As the collection progresses, it becomes clear that Favery is concerned with lack, with determining “What of these things could / have existed, has existed” or does not exist—and with finding the seams between them all (p. 40). Having established a small, closed world for his poems, he fills them with objects, people, and his own consciousness, and just as easily empties them of the same. Some of the fun—for Favery and for the reader—is watching how he keeps getting away with this sleight of hand: “What a marvelous part of the world— / with not many, well actually / no wild animals, / or snakes, or people, / or anything” (p. 15). Like an illusionist’s black and white stage attire, simplicity plays an important role in Favery’s success in conjuring emptiness.

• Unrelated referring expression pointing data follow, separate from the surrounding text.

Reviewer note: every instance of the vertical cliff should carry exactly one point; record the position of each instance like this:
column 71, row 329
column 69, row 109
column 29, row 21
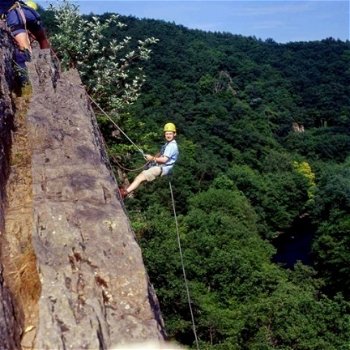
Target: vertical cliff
column 74, row 267
column 10, row 322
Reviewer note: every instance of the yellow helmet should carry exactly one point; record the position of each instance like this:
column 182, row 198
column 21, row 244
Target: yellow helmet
column 169, row 127
column 32, row 4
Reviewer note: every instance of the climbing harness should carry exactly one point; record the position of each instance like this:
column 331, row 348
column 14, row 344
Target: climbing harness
column 183, row 267
column 114, row 159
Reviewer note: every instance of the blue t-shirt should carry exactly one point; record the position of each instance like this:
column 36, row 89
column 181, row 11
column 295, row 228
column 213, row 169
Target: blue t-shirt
column 171, row 151
column 5, row 5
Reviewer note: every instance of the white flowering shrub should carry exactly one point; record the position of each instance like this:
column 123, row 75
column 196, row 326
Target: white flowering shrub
column 110, row 70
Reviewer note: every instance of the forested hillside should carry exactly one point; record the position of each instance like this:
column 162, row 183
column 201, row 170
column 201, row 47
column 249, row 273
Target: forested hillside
column 264, row 137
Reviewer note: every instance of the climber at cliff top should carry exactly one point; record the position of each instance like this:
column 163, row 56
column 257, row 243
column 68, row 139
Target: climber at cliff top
column 161, row 164
column 21, row 17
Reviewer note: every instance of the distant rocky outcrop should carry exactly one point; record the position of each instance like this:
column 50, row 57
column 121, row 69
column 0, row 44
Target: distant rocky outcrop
column 93, row 289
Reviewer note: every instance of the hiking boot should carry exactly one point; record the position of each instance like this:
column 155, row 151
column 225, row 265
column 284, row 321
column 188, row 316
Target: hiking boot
column 123, row 192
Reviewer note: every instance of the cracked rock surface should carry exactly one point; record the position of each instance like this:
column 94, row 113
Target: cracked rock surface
column 95, row 291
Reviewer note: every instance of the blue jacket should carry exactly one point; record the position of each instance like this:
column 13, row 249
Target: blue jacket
column 5, row 5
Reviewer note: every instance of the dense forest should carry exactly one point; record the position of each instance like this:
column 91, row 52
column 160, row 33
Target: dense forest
column 262, row 187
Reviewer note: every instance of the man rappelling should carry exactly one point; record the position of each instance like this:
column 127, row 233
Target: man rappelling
column 22, row 17
column 160, row 165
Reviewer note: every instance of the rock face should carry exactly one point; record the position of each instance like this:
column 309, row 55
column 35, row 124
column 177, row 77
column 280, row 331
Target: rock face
column 94, row 291
column 10, row 327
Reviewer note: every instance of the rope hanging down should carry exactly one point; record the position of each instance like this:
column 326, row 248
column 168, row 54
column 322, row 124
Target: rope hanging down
column 183, row 267
column 115, row 124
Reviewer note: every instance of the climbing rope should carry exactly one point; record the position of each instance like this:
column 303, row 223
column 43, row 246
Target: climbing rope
column 183, row 267
column 115, row 124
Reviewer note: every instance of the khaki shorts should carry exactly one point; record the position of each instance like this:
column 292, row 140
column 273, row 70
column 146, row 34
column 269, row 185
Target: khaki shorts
column 152, row 173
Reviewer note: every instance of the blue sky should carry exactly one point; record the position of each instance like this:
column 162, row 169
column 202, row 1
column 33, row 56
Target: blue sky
column 281, row 20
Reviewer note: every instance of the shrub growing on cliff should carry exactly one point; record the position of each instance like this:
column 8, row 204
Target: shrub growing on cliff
column 110, row 69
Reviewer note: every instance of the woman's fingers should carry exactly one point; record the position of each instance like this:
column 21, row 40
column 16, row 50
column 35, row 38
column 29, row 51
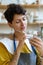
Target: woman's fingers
column 34, row 43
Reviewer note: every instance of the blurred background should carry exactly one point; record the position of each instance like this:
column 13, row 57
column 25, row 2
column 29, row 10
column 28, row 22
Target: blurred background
column 34, row 17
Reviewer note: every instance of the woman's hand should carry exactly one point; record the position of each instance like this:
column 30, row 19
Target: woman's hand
column 38, row 44
column 21, row 37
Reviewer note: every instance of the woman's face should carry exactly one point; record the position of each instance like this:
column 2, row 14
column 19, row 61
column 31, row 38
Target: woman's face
column 19, row 22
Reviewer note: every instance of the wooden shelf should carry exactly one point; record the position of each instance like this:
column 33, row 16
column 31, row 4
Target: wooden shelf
column 25, row 6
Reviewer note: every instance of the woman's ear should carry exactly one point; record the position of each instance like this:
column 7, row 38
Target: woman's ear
column 10, row 24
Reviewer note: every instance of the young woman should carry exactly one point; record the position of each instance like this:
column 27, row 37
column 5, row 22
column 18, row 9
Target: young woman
column 16, row 51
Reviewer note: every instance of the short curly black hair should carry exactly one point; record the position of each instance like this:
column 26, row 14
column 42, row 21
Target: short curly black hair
column 12, row 10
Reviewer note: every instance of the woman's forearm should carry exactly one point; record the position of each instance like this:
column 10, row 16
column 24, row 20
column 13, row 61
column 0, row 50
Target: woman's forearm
column 15, row 59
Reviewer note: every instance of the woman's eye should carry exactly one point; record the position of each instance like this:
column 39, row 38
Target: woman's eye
column 17, row 21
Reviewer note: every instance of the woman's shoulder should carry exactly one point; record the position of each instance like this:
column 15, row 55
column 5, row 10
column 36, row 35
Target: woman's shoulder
column 8, row 43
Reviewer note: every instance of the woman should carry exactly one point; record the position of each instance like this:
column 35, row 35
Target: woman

The minimalism and elemental language of Favery’s verse complicate the tight focus of his images by imbuing the proceedings with an air of universal humanity. This is a difficult effect to manage; there is a thin line between a minimalism that lets everyone in and a minimalism that keeps many at arm’s length. The strong translation brings Favery’s language to life by creating space for the reader to pause long enough to see that Favery is dealing with—as opposed to writing in—lacunas. He is re-creating the shadows we all live with by making them visible in language. To where did those wild animals and snakes and people disappear? Into the same voids that swallow all the objects in our lives: our false perceptions, our leaky memories, time itself passing all of us swiftly by.

Favery pursues emptiness and lack as facts of life. His strange, small windows allow him brief pauses in which to investigate his own tools: the slippery language in which we think, feel, and see. He asks, with bleak but real humor, “What’s to be done? Is / standstill spreading at / incredible speed?” (p. 21). If the world were slowing down and if it were finally to stop, would that be a good or bad thing? Would we thrill to a clearer view of ourselves or would we shrink in horror from the emptiness now apparent?

Favery seems to be considering many of the old philosophical questions from an isolated perch overlooking a nearly featureless gray field. As the collection draws to a close, he begins to render his position visible to the reader. He claims, in enigmatic images, a peculiar kind of wisdom; the wisdom of knowing just how much is false. Shearing off one category of fraudulent knowledge after another, he makes his outpost increasingly identifiable. Both objects and language must be disregarded as false, and human understanding of the movement of time is held highly suspicious. Like Socrates, who makes an appearance (p. 82), Favery works out from the negative, not claiming to know what is true, only what can be deemed false. This recognizing, and letting go, of falseness crystallizes into a poetic register that is both elemental and resigned, almost to the point of inertia. Favery makes it clear that he will no longer struggle to posses unhelpful knowledge, writing, “A ball rolled to a stop / is how I want to lie […] lodestone has a soul; / fire eats all” (p. 85). This position seems quite remote, and the reader might be tempted to feel that Favery has, in the end, boarded up the windows between himself and us. But the collection’s eponymous final section re-establishes the human bond with an offering of flowers and orchestrated labor. In what, if any, real relation do the chrysanthemums and rowers stand? Favery’s basic question re-asserts itself, and the reader asks it with him.

Connecting over emptiness; perfecting a language of decay: Favery brings these tactics to the very edge of self-defeat, leaving the reader caught in the tangle of mystery and paradox that he established from the first. The final poem ends in a land that is empty but still signals life, a “land / without rowers; over- / rown land” (p. 93). Favery has worked to clarify the view, but what there is to see remains murky in itself.

Chrysanthemums, Rowers
Hans Favery
Francis R. Jones and Lela Favery, trans.